| Principal Financial Group plans to convert from a mutual holding company into a publicly traded stock company.
| "Demutualization provides the greatest flexibility to access capital efficiently." |
Based in Des Moines, Iowa, Principal Financial sells life and health insurance, retirement and investment services, and mortgage banking.
The
company's board of directors voted to create a demutualization plan on
Aug. 22, but does not expect to adopt the plan until the first half of
2001. Demutualization is a process in which a mutual company owned by
policyholders is converted to a publicly traded stock company. "Our study of structural alternatives made it clear that
demutualization provides the greatest flexibility to access capital
efficiently," says J. Barry Griswell, president and CEO of Principal
Financial. In 1998, Principal Financial converted to a mutual holding
company and became a parent company to Principal Financial Group,
Principal Financial Services and Principal Life Insurance Co.

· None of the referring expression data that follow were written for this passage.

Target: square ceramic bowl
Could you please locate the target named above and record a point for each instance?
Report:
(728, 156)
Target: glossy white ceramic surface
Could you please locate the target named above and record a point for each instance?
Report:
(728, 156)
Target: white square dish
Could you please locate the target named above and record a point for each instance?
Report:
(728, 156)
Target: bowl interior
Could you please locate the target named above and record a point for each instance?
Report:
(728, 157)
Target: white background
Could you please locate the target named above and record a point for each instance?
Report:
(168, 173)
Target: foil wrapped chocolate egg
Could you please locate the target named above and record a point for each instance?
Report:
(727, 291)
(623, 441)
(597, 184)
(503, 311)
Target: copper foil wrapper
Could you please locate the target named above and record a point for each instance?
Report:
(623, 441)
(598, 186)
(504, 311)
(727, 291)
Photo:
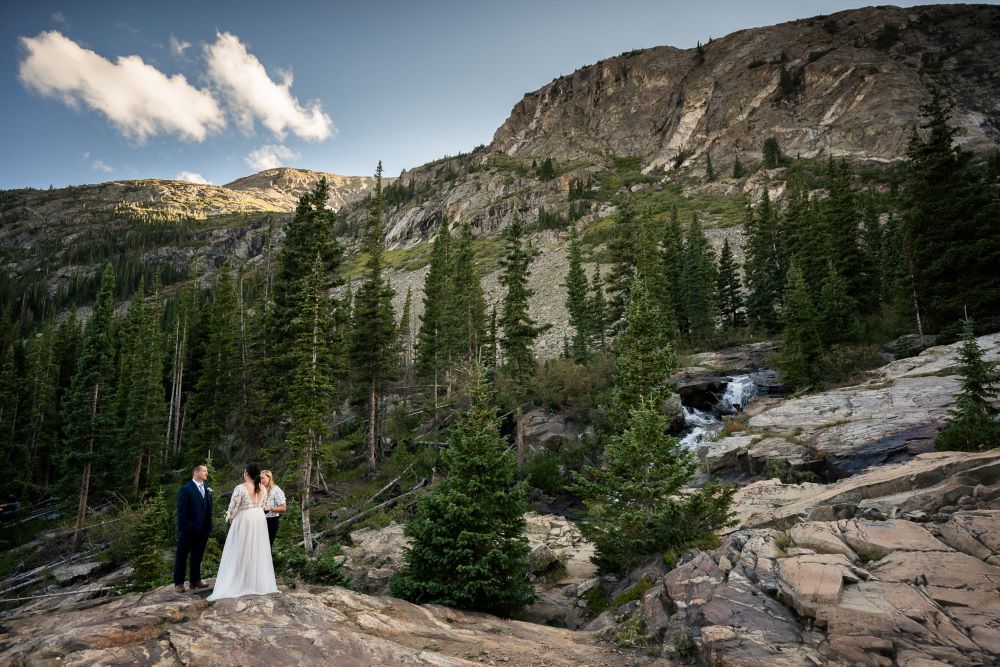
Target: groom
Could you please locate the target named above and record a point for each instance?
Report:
(194, 523)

Traditionally, a mutual holding company serves as a parent company to a
number of subsidiaries. Ownership of the subsidiaries, in turn, is
generally split between the mutual holding company and outside
investors, with the mutual holding company always maintaining majority
control — usually just over 50 percent. After the board of directors approves of the plan, a
two-thirds vote by policyholders and approval from the Iowa Department
of Insurance is needed prior to an initial public offering (IPO). Through the demutualization plan, Jeff Rader, a
spokesperson for Principal Financial, says that between 800,000 and
900,000 policyholders in the United States will be eligible for
compensation. Rader would not speculate when policyholders might
receive more information about the plan, but said it would not happen
until after the board of directors approves a demutualization plan.